Custer died for your sins. And so, this book would seem to suggest, did every other native victim of colonialism.
Inducing guilt in non-native readers would seem to be the guiding idea behind Dunbar-Ortiz’s (Emerita, Ethnic Studies/California State Univ., Hayward; Blood on the Border: A Memoir of the Contra War, 2005, etc.) survey, which is hardly a new strategy. Indeed, the author says little that hasn’t been said before, but she packs a trove of ideological assumptions into nearly every page.

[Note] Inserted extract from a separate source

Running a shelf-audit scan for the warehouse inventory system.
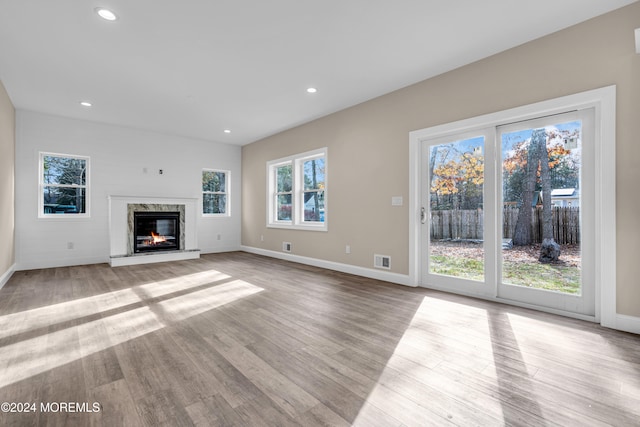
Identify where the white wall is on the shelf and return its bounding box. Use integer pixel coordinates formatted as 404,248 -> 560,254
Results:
16,110 -> 241,270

For one thing, while “Indian” isn’t bad, since “[i]ndigenous individuals and peoples in North America on the whole do not consider ‘Indian’ a slur,” “American” is due to the fact that it’s “blatantly imperialistic.” Just so, indigenous peoples were overwhelmed by a “colonialist settler-state” (the very language broadly applied to Israelis vis-à-vis the Palestinians today) and then “displaced to fragmented reservations and economically decimated”—after, that is, having been forced to live in “concentration camps.” Were he around today, Vine Deloria Jr., the always-indignant champion of bias-puncturing in defense of native history, would disavow such tidily packaged, ready-made, reflexive language. As it is, the readers who are likely to come to this book—undergraduates, mostly, in survey courses—probably won’t question Dunbar-Ortiz’s inaccurate assertion that the military phrase “in country” derives from the military phrase “Indian country” or her insistence that all Spanish people in the New World were “gold-obsessed.” Furthermore, most readers won’t likely know that some Ancestral Pueblo (for whom Dunbar-Ortiz uses the long-abandoned term “Anasazi”) sites show evidence of cannibalism and torture, which in turn points to the inconvenient fact that North America wasn’t entirely an Eden before the arrival of Europe.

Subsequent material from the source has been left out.